Things have not gone so well for him when it comes to same sex relationships however, with reports that the vast majority of worshipping Anglicans worldwide have rejected his authority. I can certainly understand why they’ve done that, although I guess he will find it hard to take given his desire to enhance church unity. Squaring circles is never easy.

And now he’s facing criticism because of his trenchant criticism of the government’s migration plans which he says will do “great damage” to the UK’s reputation. He obviously believes that the Migration Bill will not stop small boat crossing and fails in our moral responsibility towards refugees. I couldn’t agree with him more, which is why I’m pleased to see that he’s piling pressure on the government to adopt a more humane and practical policy.

There are those who will disagree with these arguments of course. Conservative Lord Forsyth for example has said that he was “yet to hear” a solution to stop boat crossings from critics of the bill. While congratulating the archbishop for his “fantastic job” at the Coronation he added that while he agreed with him on spiritual matters, they disagreed on the bill.

There will be those who will suggest that the church should stay out of politics, but that’s a daft thing to say. Old Testament prophets like Amos understood this which is why they declared that God expects certain standards from every society, and that there are no opt out clauses for anyone. Christians believe, or at least they should believe, that there is no such thing as a ‘sacred-secular divide’. God created everything and so He has the right to pass judgement on everything we say and do.
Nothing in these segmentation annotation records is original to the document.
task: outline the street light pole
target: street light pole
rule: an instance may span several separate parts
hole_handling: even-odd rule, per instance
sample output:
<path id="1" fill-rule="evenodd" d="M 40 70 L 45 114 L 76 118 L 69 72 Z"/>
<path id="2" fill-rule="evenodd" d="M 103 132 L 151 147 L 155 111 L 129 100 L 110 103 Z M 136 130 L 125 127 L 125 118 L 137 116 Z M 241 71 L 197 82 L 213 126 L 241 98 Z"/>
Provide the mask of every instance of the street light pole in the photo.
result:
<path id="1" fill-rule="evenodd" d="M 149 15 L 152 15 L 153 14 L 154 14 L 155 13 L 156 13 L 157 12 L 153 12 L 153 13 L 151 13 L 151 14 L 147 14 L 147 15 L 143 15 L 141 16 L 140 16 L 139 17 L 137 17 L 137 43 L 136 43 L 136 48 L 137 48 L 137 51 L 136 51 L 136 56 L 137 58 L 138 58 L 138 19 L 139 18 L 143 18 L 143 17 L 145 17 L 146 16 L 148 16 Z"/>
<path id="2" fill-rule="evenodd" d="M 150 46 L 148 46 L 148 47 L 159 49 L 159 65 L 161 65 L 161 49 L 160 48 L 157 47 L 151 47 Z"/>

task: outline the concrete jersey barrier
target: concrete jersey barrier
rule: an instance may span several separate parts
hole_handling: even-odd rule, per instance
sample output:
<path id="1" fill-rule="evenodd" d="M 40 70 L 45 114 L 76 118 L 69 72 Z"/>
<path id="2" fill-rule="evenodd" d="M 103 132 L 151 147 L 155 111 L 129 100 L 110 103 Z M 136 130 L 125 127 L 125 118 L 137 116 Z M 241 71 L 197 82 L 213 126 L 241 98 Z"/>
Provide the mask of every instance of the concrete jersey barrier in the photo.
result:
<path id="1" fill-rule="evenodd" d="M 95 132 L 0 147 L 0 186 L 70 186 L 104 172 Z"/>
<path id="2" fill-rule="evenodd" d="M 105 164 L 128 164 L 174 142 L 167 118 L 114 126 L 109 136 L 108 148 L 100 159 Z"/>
The New Testament is equally clear. Governments of whatever persuasion, whether they like it or not, have been instituted by God and need to be told that they are His servants. Given this they need to evaluate their policies and their programmes to check that God is happy with them. It’s for this very reason Christians have been given the responsibility of challenging those who govern us. We are to pray for them too whatever their track record on political persuasion. Winston Churchill certainly detected a ‘Guiding Hand’ at work so why shouldn’t we?
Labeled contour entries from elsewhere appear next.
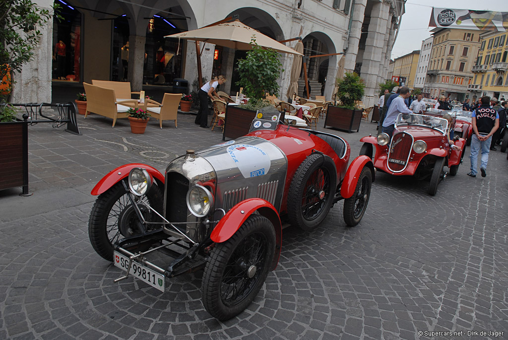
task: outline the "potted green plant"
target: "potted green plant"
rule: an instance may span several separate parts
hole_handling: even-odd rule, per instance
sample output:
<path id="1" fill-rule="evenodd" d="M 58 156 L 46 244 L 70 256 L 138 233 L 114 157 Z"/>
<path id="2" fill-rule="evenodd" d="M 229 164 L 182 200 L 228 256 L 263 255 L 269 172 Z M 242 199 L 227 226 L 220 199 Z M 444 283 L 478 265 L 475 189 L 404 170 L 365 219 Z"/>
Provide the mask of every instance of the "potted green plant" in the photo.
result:
<path id="1" fill-rule="evenodd" d="M 277 81 L 284 71 L 279 53 L 260 46 L 256 42 L 255 36 L 250 44 L 252 49 L 247 52 L 244 59 L 238 60 L 240 80 L 236 83 L 243 87 L 243 94 L 249 101 L 238 106 L 227 106 L 223 140 L 226 137 L 236 138 L 248 133 L 257 110 L 270 105 L 263 100 L 266 94 L 278 95 Z"/>
<path id="2" fill-rule="evenodd" d="M 150 114 L 141 109 L 131 108 L 127 110 L 127 114 L 131 123 L 131 132 L 140 134 L 145 133 L 146 124 L 150 120 Z"/>
<path id="3" fill-rule="evenodd" d="M 362 100 L 365 84 L 357 73 L 346 72 L 343 79 L 337 80 L 337 97 L 340 101 L 338 106 L 329 106 L 325 127 L 351 132 L 360 130 L 362 110 L 355 109 L 357 103 Z"/>
<path id="4" fill-rule="evenodd" d="M 76 106 L 78 107 L 78 113 L 80 114 L 84 114 L 86 113 L 86 94 L 78 93 L 76 95 Z"/>
<path id="5" fill-rule="evenodd" d="M 192 95 L 182 95 L 182 99 L 180 100 L 180 110 L 184 112 L 190 111 Z"/>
I sometimes get the feeling that our role is somewhat similar to that of local newspapers such as the Cambrian News. We need to do all we can to foster links within our community, celebrate the good and share the sad. We must be prepared to challenge the status quo too, even if that brings its kickbacks.

We are in the ‘truth’ business and have a duty to check the facts and argue our case albeit graciously and respectfully.

We need to know what others are thinking also. Our knowledge is limited, and our perspectives are restricted. In fact, I am very happy to admit that I have learned most by listening to those who have disagreed with me.

But true as that is I am confident that the Christian understanding of ‘life, the universe and everything’ will ultimately prevail. History is proof of it and just as importantly the Bible has predicted it.